Burgs Sunday book review
Reviewed by Ed Sears of Shawsville. He works at the Meadowbrook Library.
This book’s title is taken from the names of three of the best-known fantasy and science-fiction pulp magazines of the 1930s-1940s.
In Paul Malmont’s previous novel, “The Chinatown Death Cloud Peril,” the heroes were Walter B. Gibson creator of the Shadow and Lester Dent, creator of Doc Savage. Both Gibson and Dent make appearances in Malmont’s latest book, although they play minor roles.
“The Astounding, the Amazing, and the Unknown” is set during World War II. The allies have intelligence that the Germans are working on a super-long-range bomber that could take off from German-held territory and attack the United States. The book describes a race to find Nikola Tesla’s lost diaries and try to perfect and activate the death-ray machine that he had once tested then abandoned. The death ray could in theory destroy a whole fleet of bombers.
When the book opens, the U.S. Navy has recruited a team of the brightest minds from the science fiction pulp magazines to work at the Philadelphia Naval Yard using their creativity and futuristic thinking to aid the war effort. These fictional characters keep the personalities associated with their real counterparts. Robert A. Heinlein is their leader and the best science fiction writer in the business, but ready and willing to fall in love with coworker Virginia Gerstenfeld, who would later in real life become his third wife. Isaac Asimov is portrayed as the stereotypical nerd, vastly intelligent, but a wimp who is afraid of heights and has no clue how to treat his unhappy bride. L. Sprague De Camp appears as a know-it-all naval officer, an expert at ancient engineering, history and myth.
Heinlein, Asimov and De Camp really did work at the Philadelphia Naval Yard during World War II doing scientific research for the Navy so some of the book is based on fact. L. Ron Hubbard, a pulp writer of that era also plays a role. He is not part of Heinlein’s group and is the least sympathetic character in the book. Hubbard is portrayed as sleazy and prone to strange visions and fantasies. The novel hints at his thinking and ideas that would later lead to “Dianetics” and Scientology. Besides the main plot line, the book spends much time examining the often dysfunctional relationships these men have with their wives.

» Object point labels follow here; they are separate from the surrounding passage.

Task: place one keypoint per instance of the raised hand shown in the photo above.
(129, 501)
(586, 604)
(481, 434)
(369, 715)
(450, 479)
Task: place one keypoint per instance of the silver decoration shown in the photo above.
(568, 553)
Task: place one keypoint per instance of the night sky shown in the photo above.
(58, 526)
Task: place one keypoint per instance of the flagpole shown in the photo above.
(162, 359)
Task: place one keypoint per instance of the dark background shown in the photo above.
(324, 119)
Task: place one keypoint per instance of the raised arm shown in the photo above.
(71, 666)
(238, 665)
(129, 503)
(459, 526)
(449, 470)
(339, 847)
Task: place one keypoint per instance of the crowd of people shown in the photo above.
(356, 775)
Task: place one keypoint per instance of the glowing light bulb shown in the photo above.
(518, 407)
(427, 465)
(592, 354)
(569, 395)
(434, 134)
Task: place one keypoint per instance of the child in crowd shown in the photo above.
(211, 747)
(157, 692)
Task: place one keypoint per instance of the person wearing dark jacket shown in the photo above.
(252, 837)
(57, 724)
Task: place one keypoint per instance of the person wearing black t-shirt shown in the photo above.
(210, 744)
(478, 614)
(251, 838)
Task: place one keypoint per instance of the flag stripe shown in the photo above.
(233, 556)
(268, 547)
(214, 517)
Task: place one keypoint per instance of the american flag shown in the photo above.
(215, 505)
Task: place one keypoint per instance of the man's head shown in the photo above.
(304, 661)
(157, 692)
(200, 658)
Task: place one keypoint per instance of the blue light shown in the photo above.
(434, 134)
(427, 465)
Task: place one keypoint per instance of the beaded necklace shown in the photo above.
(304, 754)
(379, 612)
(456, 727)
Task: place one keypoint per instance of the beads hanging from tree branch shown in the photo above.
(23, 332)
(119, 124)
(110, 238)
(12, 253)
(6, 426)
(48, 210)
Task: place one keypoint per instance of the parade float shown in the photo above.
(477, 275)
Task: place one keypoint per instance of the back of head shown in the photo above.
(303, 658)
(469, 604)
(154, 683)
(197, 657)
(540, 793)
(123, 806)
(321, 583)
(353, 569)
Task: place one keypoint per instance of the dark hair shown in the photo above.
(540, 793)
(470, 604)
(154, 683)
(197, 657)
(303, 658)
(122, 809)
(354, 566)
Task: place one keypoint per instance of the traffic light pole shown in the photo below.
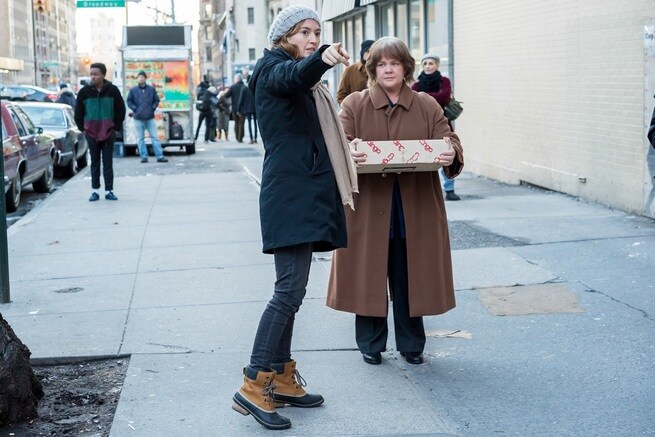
(4, 252)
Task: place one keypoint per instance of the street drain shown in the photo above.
(69, 290)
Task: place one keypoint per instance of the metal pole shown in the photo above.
(4, 250)
(36, 63)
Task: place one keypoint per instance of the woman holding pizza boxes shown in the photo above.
(400, 215)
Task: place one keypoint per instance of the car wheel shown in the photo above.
(13, 195)
(83, 161)
(71, 168)
(44, 183)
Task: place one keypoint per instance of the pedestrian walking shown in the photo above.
(207, 114)
(99, 113)
(431, 81)
(399, 231)
(308, 174)
(223, 115)
(143, 101)
(247, 102)
(354, 77)
(66, 95)
(234, 93)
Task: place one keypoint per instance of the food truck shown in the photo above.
(163, 52)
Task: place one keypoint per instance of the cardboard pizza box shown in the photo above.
(399, 156)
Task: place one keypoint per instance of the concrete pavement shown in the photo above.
(553, 334)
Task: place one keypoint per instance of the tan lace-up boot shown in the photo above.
(255, 397)
(289, 387)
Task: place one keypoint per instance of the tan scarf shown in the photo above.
(337, 144)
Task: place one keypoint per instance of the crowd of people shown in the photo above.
(388, 231)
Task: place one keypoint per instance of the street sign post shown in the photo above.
(100, 3)
(4, 251)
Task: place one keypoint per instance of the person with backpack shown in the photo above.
(431, 81)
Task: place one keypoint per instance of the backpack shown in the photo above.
(453, 109)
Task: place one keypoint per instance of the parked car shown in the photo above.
(28, 93)
(29, 155)
(58, 120)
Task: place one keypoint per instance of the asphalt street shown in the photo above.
(553, 334)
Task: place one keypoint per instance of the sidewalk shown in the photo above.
(173, 274)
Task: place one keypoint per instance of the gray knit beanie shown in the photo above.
(289, 17)
(430, 56)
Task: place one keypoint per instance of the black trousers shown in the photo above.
(210, 125)
(252, 118)
(239, 126)
(371, 332)
(273, 339)
(102, 150)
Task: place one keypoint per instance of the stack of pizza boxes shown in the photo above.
(399, 156)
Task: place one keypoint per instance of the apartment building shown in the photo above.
(557, 93)
(37, 47)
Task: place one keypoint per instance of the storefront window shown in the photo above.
(437, 27)
(416, 28)
(387, 27)
(401, 21)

Many other historical characters such as Albert Einstein, Richard Feynman, Kurt Vonnegut, and Ray Bradbury are brought in for cameo roles, so many in fact that they slow and confuse the story. It takes so long to introduce all the different characters and plot lines the story drags in the early part of the book. It becomes much more readable when the team goes on a search to find Tesla’s missing diary and undertakes an effort to get his long abandoned death-ray machine working.
For me, the strong points of the book are that it realistically portrays the authors who wrote the best science fiction stories and books I read as a teenager. In addition the book blends historical fact and fiction in a way that keeps the reader guessing which is which. Several times, I wanted to check historical sources to see if some event in the book really happened. Did Heinlein and crew really make the destroyer escort USS Eldridge disappear at the Philadelphia Naval Shipyard during WWII? Did Nikola Tesla really cause the 1908 Tunguska explosion in Siberia by testing a giant death-ray machine from the Wardenclyffe Tower on Long Island? Read the book and find out.